I’ve been loving the resistance band lately. As my belly grows, free weights often feel awkward, so a single band offers a comfortable, adaptable way to keep training. I kept finding workouts that required many pregnancy-friendly modifications, so I created this simple, effective routine—practical for personal trainers and beginners alike.

This workout suits expecting and postpartum mamas, and anyone seeking a low-impact, one-equipment full-body session.

Total Body Burn Out Pregnancy Workout

This circuit can be done at home with a resistance band or at the gym. The key to maximizing results is to move as SLOWLY and deliberately as possible. Slow tempo increases muscle workload and control—rushing through reps will diminish the benefit.

Pregnancy Workout Total Body BURN OUT | mamaknowsnutrition.com

Begin with a 10-minute warm-up of light cardio—walking briskly, jogging, biking or using the elliptical—to raise your heart rate slightly and prepare your body.

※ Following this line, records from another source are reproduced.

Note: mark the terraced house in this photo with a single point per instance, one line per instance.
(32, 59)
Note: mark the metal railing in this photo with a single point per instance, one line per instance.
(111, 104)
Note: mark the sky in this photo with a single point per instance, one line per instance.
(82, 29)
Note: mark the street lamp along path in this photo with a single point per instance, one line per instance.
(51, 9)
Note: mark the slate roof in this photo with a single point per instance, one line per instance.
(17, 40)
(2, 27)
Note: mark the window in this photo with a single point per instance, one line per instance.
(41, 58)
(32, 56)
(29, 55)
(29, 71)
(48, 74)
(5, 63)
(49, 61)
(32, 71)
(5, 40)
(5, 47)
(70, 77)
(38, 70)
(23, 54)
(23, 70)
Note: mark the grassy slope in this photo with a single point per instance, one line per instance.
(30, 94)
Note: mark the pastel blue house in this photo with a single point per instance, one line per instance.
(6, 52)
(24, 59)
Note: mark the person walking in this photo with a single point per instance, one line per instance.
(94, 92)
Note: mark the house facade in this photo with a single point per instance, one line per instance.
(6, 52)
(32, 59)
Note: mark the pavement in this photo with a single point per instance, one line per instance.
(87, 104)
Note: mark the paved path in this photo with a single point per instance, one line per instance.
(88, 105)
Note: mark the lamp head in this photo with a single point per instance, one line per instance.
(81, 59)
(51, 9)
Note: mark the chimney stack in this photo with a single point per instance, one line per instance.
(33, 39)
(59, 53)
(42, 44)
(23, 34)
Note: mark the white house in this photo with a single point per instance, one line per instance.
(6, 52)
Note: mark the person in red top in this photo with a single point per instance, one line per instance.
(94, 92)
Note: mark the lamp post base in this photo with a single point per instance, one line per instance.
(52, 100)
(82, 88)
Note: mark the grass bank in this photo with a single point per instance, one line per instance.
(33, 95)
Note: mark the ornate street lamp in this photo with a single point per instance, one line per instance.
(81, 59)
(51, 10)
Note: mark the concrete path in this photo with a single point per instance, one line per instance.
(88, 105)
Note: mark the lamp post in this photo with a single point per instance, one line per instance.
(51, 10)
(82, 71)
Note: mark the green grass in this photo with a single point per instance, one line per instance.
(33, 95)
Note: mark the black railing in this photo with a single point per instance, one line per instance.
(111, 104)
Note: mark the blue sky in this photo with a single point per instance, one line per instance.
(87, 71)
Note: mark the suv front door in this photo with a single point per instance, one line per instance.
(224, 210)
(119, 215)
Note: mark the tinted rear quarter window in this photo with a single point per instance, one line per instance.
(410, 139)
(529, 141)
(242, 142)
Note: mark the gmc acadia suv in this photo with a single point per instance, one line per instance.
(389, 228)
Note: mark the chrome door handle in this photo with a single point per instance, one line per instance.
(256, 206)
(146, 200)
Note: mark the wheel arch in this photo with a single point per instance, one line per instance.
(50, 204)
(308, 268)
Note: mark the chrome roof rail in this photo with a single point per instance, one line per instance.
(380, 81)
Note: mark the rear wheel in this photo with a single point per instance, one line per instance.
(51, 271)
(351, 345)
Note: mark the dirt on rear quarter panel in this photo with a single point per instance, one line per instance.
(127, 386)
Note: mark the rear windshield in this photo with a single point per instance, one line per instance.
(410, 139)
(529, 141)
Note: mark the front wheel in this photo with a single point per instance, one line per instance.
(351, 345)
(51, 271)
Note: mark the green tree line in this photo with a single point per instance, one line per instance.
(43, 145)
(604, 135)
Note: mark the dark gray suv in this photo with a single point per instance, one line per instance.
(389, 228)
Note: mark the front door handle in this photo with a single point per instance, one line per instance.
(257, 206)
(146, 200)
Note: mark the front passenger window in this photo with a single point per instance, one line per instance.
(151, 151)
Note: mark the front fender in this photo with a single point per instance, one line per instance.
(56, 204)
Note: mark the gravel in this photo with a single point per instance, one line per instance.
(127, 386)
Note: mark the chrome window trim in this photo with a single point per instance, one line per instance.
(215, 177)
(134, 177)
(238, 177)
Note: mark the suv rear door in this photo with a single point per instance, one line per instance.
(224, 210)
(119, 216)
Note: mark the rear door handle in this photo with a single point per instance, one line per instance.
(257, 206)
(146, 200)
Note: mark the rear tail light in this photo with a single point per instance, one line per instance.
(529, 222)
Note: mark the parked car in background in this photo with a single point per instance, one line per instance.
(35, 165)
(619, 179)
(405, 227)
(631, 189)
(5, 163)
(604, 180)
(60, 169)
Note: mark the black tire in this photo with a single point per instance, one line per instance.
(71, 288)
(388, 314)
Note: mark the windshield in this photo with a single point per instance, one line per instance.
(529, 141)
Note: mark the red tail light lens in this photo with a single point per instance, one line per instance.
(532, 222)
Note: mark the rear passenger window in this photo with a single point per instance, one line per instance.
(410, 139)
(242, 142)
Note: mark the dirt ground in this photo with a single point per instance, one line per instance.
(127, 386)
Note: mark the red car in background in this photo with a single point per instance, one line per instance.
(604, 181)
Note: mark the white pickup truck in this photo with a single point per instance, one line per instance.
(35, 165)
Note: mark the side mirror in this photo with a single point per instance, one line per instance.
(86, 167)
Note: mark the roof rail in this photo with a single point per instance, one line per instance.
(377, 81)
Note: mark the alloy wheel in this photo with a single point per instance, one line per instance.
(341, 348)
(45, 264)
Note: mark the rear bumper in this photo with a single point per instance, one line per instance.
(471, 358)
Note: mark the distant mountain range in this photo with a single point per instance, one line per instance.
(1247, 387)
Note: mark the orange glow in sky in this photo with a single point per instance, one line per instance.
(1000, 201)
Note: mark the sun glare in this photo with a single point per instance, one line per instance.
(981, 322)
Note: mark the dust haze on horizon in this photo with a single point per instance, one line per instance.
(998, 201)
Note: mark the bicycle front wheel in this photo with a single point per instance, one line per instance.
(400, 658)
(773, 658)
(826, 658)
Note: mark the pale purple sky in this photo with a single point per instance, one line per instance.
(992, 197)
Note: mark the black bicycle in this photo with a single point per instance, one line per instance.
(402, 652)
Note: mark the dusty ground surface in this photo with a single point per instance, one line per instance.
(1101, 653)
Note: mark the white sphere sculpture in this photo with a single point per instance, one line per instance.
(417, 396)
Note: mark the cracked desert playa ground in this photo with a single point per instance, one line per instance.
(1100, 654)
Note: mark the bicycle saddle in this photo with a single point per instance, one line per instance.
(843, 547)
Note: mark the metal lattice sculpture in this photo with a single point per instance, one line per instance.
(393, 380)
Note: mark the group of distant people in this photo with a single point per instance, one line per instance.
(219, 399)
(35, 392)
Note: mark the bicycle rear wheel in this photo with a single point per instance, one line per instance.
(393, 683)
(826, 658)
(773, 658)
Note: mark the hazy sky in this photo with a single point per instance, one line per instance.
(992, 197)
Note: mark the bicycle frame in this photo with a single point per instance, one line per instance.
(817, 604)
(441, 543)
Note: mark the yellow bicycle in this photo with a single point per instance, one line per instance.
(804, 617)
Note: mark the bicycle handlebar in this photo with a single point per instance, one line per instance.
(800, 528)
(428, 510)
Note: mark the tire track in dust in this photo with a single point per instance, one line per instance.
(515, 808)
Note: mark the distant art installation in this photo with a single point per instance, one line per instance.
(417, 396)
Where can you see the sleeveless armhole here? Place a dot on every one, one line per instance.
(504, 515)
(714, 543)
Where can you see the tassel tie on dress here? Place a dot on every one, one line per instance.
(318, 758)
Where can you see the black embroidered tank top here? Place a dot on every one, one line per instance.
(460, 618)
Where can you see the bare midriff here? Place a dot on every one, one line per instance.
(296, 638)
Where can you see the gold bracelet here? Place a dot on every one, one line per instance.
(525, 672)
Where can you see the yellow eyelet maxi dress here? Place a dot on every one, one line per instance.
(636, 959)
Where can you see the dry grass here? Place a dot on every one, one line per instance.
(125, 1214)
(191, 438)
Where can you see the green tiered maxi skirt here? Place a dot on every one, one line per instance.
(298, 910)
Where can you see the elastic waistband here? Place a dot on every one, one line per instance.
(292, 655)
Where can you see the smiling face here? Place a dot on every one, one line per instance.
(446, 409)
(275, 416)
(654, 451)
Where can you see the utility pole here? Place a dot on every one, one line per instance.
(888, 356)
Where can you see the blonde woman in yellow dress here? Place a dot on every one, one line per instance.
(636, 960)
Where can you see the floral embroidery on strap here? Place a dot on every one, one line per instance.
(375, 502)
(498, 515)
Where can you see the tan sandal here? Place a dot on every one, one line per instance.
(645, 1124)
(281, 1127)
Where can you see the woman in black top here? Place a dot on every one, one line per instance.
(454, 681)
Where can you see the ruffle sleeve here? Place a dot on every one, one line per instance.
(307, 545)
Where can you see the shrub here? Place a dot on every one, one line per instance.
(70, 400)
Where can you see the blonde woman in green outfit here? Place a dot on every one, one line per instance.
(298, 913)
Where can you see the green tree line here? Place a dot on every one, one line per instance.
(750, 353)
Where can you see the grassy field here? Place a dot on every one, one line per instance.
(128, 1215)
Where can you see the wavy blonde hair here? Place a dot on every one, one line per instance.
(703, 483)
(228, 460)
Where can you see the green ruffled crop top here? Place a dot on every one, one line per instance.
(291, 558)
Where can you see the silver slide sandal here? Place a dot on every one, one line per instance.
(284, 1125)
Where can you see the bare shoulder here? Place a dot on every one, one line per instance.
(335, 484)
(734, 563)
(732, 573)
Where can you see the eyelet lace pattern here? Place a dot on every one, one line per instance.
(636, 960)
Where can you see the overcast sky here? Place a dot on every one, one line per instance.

Complete one set of each exercise in order, then repeat the circuit. Aim to go through the sequence three to five times, depending on energy and comfort.

Exercise Descriptions

  1. Isometric squat holds: Stand with feet hip-width or slightly wider. Sit back into a squat so your hips are in line with or just above your knees. Squeeze the glutes, extend your arms straight in front, and keep your gaze forward—avoid looking down to maintain posture. Hold and slowly count to 60 seconds. Take short breaks if needed, then return to the squat and resume counting until you reach the total hold time.
  2. Bicep curls: Loop the band under both feet—use one foot if the band is very tight. Stand with feet together or hip-width apart, shoulders down and back. Curl the band up slowly: count to ten on the way up, pause at the top, then count to ten on the way down. This slow tempo amplifies muscle tension and control.
  3. One-arm row in lunge position: Step on the band with your front foot and take a long step back with the other foot to sink into a deep lunge (about 90-degree angle at the front knee). Hold the band in the opposite hand of the front leg. With the arm extended, pull slowly, leading with your back muscles and stopping when the elbow is roughly in line with your ribs. A proper back engagement means you shouldn’t need a high elbow to feel the work. Perform ten reps on one side, then switch legs and repeat on the other.
  4. Band pull-aparts: Hold the band with hands slightly wider than shoulder width—loop it once or twice around your hands if you need more tension. Extend your arms in front of you, engage your shoulders and core, and slowly pull the band apart until it reaches chest level. Pause, then return to the starting position with control.

Tips and safety reminders:

  • Focus on slow, controlled movements to increase muscle engagement and reduce momentum.
  • Adjust band tension by changing foot position or looping the band to suit your strength level and stage of pregnancy.
  • Stop or modify any movement that causes discomfort, dizziness, or pain.

Let me know if you try this workout and how it feels!

Remember: Check with your doctor or midwife before changing your fitness routine and make sure you are cleared to exercise.